Oitenta anos feitos e o dobro deles, vividos e sofridos. Franzina e rija como as árvores que morrem de
pé, deixou a terra mais verde, a comunidade mais forte. Tantas vezes lutou
contra o anjo da morte e outras tantas venceu-o, regressando ao chão da vida,
ressuscitando na manhã de cada dia, desfolhando cravos de otimismo por onde quer
que passasse.
Mas
desta vez sucumbiu. Foi o último combate.
Veio
dizer adeus ao seu povo, ali no supedâneo do templo que ela ajudou a construir
e que tanto amava. Ali, no mesmo lugar onde, semanas antes, estivera a
Cruz-talismã das “Jornadas Mundiais da Juventude”.
Olhei
o caixão de pinho, recuperei o cruzeiro jovem e veio-me ao pensamento aquele vendável
de abismo e fé produzido pelo Padre António Vieira no imponente santuário
de São Luís do Maranhão, em pleno
Nordeste Brasileiro: “As cruzes do crucificado que estão nas igrejas são imagens
falsas, porque não padecem nem sofrem. Imagens verdadeiras de Jesus são os
pobres, os doentes que padecem e sofrem”…
Então
vi em plena luz que aquela caixa de pinho era maior que ela: era uma enorme
Cruz que abraçava corpo e alma da Teresa, octogenária sempre jovem, sempre ressuscitada.

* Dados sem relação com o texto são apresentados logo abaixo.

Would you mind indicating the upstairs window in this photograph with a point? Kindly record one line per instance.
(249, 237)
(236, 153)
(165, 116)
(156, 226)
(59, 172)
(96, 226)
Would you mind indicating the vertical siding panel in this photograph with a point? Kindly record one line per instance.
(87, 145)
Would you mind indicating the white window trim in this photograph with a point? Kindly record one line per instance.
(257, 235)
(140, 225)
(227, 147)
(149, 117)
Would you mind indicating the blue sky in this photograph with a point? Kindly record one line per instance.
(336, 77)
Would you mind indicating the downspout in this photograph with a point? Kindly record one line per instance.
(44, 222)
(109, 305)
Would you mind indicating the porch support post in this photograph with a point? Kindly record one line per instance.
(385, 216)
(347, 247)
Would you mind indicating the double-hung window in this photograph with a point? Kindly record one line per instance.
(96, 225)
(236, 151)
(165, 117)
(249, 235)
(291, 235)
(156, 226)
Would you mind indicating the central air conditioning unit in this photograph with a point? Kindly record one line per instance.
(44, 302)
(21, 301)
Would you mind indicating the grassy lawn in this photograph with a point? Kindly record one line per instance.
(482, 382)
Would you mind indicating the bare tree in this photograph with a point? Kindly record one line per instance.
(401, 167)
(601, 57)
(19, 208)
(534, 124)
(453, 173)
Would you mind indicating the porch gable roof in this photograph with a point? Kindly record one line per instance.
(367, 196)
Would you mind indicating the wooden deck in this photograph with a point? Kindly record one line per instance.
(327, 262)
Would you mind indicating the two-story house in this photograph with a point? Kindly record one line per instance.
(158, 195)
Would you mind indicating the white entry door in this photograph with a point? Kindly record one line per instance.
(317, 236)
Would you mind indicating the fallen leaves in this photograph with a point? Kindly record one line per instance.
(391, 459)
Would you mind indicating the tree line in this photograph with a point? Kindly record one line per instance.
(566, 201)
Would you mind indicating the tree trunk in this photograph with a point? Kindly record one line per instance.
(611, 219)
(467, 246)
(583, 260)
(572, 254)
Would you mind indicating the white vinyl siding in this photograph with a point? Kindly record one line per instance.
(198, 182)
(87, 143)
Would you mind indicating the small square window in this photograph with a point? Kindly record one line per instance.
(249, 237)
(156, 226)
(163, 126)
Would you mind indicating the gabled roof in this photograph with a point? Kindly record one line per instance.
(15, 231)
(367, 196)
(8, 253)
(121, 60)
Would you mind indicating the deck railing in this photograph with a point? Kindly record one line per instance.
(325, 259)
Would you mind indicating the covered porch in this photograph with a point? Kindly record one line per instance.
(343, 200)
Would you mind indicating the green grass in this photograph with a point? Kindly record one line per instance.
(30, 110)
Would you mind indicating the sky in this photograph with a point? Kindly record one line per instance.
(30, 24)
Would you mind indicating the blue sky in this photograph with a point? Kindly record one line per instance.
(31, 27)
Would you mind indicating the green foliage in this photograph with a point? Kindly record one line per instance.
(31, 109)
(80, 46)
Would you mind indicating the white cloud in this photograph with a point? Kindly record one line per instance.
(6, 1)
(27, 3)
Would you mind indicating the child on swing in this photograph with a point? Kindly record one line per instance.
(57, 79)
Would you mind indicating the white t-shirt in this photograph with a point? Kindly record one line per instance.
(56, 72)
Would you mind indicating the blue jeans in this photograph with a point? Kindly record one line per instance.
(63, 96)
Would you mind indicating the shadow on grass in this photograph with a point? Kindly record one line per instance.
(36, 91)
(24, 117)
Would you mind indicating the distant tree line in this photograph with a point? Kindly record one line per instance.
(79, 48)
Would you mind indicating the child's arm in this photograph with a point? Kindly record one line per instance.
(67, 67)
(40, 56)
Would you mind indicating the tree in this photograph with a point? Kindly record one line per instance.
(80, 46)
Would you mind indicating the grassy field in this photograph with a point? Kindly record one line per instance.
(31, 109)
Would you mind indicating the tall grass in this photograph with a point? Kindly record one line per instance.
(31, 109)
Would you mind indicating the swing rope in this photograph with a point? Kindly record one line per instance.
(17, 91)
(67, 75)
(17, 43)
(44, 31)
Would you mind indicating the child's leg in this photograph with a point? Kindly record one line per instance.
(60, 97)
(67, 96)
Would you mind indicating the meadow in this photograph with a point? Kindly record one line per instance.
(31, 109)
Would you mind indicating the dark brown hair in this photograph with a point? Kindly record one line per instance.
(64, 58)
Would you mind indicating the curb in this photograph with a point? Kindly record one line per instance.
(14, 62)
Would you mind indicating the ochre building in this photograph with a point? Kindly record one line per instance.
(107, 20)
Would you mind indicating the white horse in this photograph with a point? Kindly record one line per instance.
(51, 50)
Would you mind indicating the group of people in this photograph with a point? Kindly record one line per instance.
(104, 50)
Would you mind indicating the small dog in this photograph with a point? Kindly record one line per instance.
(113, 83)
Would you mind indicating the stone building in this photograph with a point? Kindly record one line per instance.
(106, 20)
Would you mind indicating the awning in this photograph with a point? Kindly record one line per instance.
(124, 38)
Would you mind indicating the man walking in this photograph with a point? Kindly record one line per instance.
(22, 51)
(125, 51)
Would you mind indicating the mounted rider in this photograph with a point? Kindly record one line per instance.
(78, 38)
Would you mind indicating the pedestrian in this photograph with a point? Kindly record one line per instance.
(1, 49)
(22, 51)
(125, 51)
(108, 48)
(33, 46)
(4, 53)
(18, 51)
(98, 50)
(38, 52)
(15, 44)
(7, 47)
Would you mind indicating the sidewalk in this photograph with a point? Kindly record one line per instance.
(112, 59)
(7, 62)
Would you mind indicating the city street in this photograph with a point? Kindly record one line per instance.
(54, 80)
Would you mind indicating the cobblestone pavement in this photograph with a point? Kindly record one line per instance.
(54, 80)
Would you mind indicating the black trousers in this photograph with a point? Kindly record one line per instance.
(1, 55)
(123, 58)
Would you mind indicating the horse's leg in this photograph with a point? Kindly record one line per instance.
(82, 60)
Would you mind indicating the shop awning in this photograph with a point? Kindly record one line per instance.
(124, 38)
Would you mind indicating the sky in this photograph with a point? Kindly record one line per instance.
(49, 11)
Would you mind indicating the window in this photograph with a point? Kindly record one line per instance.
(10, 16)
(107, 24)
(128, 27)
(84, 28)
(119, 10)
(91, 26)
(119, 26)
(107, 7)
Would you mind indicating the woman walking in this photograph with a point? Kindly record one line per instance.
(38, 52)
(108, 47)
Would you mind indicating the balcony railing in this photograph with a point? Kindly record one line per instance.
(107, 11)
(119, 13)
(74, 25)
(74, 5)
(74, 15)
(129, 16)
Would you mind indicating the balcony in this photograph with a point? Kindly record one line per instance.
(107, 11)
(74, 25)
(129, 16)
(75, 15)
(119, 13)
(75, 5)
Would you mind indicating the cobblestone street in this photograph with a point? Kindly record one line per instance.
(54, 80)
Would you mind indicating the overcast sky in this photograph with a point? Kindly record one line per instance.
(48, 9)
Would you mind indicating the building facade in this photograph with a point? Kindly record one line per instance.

Foi esse o seu percurso, uma Cruz física, psicológica, familiar, social,
dedicada a uma comunidade que era sua, também marcada pela luta em prol de mais
justiça, mais saúde e alegria. Ela transportou toda a vida a verdadeira Cruz de
que falou o soberano orador português, há mais de quatrocentos anos.
A
essa mesma hora, vibravam vistosos e altissonantes em terras açorianas os coros
quase celestiais em merecida homenagem ao Santo Cristo, uma ‘imagem’ de
Jesus macerado e triste na efígie, mas ‘compensado’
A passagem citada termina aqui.